Scoprii con il tempo, vivendo, di chi fosse quello sguardo così estraneo al corpo a cui apparteneva.
Erano gli occhi di un bambino, uno strano bambino, cresciuto, ma in fondo ancora teneramente aggrappato alla sua infanzia; ancora indifeso, privo di malizia, incapace di fare del male.
Quegli occhi, così soli, così smarriti mi parlavano, mi chiedevano aiuto, conforto.
Ripensando spesso all’istante in cui mi accorsi di quegli occhi, ho compreso che proprio in quel momento quel bambino mi stava chiedendo di stargli accanto e di insegnar lui qualcosa che non conosceva, ma di cui non poteva fare a meno, che avrebbe dovuto possedere assolutamente.
Qualcosa di diverso da tutto ciò che lo circondava; dai soliti capricci spazzati via a desiderio esaudito; in realtà, già quella stessa richiesta d’aiuto fattami era qualcosa di diverso: tutto era diverso, nulla era più come prima.

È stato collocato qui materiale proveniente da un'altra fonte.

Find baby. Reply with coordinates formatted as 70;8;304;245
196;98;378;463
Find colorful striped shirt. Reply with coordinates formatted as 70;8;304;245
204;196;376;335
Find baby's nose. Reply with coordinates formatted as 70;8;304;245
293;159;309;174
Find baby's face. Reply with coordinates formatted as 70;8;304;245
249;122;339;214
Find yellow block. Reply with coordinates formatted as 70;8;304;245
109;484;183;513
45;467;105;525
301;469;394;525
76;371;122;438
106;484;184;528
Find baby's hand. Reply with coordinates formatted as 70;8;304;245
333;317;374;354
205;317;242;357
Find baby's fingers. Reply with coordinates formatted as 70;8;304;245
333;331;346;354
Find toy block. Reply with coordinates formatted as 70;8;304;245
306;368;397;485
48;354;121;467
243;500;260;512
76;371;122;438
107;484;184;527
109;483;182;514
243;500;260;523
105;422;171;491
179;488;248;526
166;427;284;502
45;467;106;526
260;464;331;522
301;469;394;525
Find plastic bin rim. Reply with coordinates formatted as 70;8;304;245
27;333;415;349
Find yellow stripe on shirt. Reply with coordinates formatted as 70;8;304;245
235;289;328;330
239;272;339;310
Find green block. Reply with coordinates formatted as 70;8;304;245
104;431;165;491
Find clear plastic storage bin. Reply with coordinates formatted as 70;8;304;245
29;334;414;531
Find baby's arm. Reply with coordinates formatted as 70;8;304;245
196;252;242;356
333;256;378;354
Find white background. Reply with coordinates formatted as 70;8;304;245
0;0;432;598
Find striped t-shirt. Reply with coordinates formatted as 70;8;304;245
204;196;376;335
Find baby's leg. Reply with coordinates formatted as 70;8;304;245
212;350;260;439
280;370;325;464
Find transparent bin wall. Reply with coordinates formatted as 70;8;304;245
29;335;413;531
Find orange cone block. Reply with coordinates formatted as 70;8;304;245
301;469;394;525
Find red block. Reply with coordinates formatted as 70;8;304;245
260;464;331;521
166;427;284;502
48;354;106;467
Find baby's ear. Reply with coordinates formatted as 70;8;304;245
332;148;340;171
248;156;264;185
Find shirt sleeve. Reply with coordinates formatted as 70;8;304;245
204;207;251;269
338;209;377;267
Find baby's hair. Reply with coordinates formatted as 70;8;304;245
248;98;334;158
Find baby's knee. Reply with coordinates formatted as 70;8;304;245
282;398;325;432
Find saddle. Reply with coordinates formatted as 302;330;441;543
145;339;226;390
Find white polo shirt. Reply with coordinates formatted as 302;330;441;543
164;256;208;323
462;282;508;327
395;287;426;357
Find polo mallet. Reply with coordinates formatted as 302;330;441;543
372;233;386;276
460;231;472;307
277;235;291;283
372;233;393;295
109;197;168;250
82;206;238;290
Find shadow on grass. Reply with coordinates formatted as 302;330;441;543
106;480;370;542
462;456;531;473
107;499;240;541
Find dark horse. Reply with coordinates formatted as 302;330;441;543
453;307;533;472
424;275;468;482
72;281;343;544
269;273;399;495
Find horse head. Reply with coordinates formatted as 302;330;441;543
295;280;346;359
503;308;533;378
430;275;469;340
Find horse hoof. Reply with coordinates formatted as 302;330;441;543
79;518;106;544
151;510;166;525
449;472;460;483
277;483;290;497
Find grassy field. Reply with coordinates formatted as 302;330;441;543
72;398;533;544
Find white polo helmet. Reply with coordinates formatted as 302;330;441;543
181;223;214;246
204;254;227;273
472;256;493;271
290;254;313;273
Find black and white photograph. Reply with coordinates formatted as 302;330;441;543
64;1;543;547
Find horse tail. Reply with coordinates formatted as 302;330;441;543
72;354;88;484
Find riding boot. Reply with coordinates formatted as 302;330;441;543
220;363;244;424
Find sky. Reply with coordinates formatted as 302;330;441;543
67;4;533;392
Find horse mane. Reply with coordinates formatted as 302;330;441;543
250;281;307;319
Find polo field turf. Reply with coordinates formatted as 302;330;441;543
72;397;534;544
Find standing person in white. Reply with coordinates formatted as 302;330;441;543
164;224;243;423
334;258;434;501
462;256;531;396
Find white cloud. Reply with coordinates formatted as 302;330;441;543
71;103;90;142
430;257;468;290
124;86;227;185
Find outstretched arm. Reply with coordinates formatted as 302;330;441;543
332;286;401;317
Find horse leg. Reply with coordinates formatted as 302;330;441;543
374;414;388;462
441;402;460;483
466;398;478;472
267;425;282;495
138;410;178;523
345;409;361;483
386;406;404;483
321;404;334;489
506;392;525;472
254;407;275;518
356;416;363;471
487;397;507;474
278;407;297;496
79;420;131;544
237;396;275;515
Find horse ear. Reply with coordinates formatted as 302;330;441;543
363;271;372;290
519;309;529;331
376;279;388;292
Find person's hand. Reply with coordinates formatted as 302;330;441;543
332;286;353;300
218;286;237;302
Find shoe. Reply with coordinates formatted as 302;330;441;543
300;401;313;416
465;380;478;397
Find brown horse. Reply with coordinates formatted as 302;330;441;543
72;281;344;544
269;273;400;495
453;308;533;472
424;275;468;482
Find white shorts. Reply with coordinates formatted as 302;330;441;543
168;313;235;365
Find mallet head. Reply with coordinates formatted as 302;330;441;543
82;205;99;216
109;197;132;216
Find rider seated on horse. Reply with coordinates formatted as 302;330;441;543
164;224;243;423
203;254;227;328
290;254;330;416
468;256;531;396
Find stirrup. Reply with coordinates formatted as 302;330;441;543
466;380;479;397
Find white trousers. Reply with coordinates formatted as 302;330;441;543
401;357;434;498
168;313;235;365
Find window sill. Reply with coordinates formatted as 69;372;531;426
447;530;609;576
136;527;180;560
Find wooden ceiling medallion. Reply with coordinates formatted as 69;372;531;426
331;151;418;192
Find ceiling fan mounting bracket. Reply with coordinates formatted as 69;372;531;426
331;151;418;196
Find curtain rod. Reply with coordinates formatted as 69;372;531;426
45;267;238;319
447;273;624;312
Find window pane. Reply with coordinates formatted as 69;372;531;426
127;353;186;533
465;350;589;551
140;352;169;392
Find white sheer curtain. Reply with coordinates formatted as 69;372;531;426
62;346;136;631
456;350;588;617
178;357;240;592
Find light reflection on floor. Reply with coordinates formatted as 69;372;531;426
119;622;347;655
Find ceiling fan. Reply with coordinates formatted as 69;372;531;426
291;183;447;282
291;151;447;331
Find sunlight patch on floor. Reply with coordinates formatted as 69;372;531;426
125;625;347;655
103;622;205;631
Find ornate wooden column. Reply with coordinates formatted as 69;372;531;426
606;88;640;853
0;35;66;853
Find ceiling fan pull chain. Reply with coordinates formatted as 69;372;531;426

Per la prima volta aveva avuto bisogno di un altro essere umano e non desiderava null’altro che “amore”. Ma cos’era l’amore? Come si amava? Dove avrebbe potuto acquistarne un po’ per sé? Non aveva alcuna risposta pronta e l’illusione di poter scoprire cosa fosse questo “amore” s’infranse come un veliero su di uno scoglio.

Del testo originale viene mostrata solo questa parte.